De là date mon attachement pour ce mémorable couvre-chef.

Lui aussi m'accompagna partout, et s'il n'empêcha pas le soleil de me cuire le visage, du moins fit-il son possible.

Dans nos dernières excursions, il ne marchait jamais seul. Toujours il réclamait,—aidé en cela des ordres du colonel,—le couvre-nuque, qui jadis était blanc.

Un endroit quelconque de la tente le satisfait la nuit, et jamais il ne fut nuisible.

Depuis que j'ai entrepris le récit de mon voyage circulaire, une tendance marquée de se loger à l'est s'annonce chez lui. Ce qui explique sa proximité de rapport avec mes godillots.

La provenance de cette estimable coiffure est encore incertaine dans ma pensée. Cependant, je la soupçonne, à certains airs maladroits de sortir des ateliers d'Alburac.

Ce dernier monsieur est un excellent tailleur militaire, et, comme spécialiste, il est fort.

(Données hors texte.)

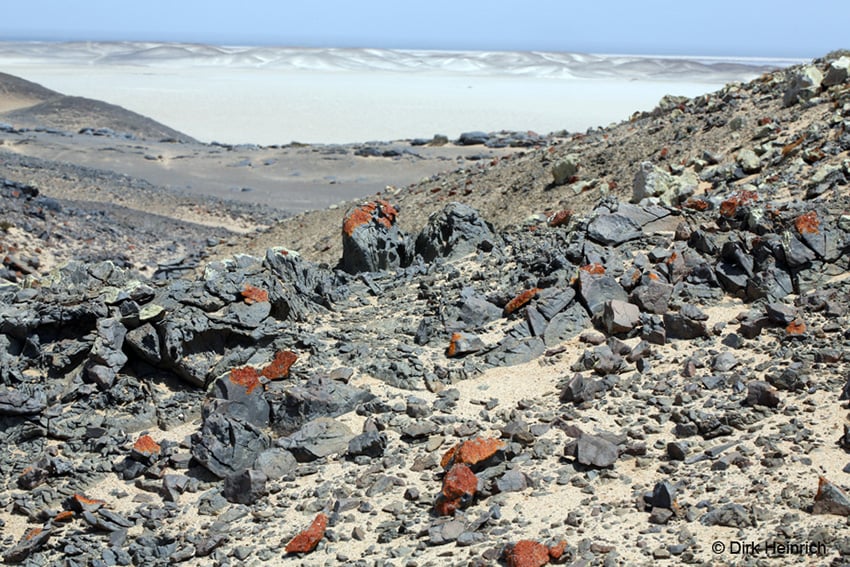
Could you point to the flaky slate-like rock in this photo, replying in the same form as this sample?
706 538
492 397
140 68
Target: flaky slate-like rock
371 239
318 438
226 445
455 231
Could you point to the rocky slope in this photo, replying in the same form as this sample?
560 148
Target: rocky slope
624 348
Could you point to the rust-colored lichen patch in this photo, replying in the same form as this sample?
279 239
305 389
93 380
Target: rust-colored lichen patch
472 451
459 487
247 377
520 300
560 218
279 367
808 223
64 516
306 541
595 269
729 207
146 446
795 327
696 204
527 553
253 294
380 210
452 348
557 550
788 148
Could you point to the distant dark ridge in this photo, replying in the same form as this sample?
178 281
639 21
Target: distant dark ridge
11 86
72 113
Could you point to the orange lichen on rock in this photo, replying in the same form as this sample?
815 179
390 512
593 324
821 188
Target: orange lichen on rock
452 349
560 218
253 294
279 367
380 210
795 327
472 451
788 148
459 487
557 550
527 553
146 446
64 516
80 503
729 207
306 541
595 269
696 204
247 377
521 300
808 223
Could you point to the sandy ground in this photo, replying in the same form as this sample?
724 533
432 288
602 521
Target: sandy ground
277 107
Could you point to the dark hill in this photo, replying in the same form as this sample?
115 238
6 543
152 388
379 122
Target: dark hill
30 105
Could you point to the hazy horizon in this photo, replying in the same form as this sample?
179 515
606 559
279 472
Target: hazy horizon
655 27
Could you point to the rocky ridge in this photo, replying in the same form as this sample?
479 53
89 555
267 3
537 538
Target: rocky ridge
659 367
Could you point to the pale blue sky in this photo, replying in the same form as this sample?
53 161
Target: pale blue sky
776 28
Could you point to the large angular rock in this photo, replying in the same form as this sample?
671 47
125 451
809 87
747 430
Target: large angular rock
455 231
837 72
620 316
596 289
371 239
292 406
226 445
319 438
593 451
804 85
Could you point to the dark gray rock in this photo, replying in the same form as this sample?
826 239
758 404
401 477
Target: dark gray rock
679 326
730 515
316 439
292 406
620 316
245 487
512 481
595 290
613 229
592 450
761 393
371 444
663 496
831 499
275 463
568 323
455 231
244 402
652 296
372 241
18 402
445 532
226 445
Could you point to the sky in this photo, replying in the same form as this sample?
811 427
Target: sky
776 28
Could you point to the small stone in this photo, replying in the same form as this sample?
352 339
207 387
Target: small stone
830 499
245 487
459 487
306 541
527 553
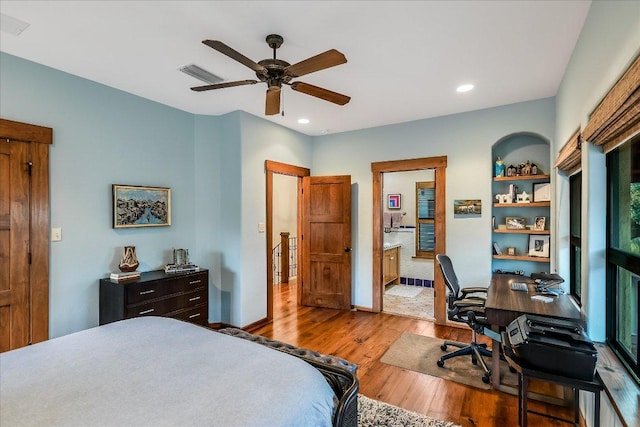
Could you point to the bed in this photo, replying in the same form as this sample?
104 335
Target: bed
159 371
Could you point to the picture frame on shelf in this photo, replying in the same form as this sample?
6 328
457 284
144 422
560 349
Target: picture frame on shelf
541 192
141 206
496 249
516 223
539 246
394 201
539 223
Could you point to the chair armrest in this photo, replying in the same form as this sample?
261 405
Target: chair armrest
472 290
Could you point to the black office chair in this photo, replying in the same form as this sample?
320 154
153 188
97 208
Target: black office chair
465 305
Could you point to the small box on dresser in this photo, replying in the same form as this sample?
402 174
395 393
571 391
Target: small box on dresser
182 296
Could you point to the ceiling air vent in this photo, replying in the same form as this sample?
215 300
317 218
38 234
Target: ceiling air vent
201 74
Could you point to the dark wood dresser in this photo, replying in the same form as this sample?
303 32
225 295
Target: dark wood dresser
182 296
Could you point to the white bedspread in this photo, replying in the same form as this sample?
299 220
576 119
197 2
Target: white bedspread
154 371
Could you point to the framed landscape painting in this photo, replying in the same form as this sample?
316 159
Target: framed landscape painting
137 206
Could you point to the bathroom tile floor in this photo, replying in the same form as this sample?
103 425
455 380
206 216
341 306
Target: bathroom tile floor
420 306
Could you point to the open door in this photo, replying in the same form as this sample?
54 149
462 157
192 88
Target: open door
326 242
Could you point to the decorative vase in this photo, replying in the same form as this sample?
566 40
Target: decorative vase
129 260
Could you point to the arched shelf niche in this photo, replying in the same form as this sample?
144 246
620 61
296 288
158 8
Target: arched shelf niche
519 242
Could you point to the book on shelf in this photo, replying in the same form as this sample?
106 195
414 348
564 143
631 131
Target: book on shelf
182 268
124 275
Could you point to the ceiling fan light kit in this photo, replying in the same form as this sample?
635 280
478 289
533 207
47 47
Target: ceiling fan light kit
276 72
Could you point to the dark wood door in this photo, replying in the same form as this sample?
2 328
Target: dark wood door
24 233
326 241
14 245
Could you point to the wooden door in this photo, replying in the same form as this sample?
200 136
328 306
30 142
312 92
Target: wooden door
326 241
14 245
24 234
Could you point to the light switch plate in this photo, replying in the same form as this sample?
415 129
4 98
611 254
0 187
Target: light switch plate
56 234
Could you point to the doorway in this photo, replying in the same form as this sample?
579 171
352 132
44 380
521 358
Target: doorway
275 168
408 243
438 164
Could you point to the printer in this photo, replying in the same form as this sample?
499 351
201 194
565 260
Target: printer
551 345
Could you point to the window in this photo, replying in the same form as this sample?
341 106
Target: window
575 222
425 219
623 252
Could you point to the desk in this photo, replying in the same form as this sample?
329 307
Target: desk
503 305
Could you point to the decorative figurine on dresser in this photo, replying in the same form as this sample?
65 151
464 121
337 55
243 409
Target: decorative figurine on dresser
182 294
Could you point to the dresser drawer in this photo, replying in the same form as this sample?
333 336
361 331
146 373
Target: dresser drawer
184 296
141 292
162 306
199 315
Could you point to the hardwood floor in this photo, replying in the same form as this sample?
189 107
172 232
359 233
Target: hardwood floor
363 338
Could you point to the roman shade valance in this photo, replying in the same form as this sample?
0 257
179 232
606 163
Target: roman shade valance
617 117
570 157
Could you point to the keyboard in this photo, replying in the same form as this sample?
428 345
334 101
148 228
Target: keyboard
519 286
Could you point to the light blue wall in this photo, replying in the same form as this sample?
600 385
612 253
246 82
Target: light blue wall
466 139
608 44
215 168
102 136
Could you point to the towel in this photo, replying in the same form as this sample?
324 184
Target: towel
386 220
396 219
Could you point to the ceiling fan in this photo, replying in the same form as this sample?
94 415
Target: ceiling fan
276 72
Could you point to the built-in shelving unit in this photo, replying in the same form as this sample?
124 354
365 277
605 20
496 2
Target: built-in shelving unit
516 150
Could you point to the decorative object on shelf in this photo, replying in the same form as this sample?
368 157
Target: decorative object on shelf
499 169
129 261
394 201
503 198
541 192
523 197
516 223
180 263
539 246
540 223
137 206
467 208
496 249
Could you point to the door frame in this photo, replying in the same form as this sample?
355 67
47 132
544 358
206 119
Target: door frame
39 138
439 164
298 172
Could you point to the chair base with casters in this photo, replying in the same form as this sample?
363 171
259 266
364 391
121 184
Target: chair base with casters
474 349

Dans le genre képi, sauf un écrasement particulier des parois, il ne se distingue que médiocrement. Quelques trous inutiles, préposé à introduire l'air au crâne, semblent bien être percés sur les côtés. Mais cela demande l'oeil d'un scrutateur convaincu pour le constater.

Des passe-poils, bleus dans leur début, parent le képi; mais ils manquent vite à leur mission, et ils ne deviennent pas bleus du tout au bout d'un mois de service.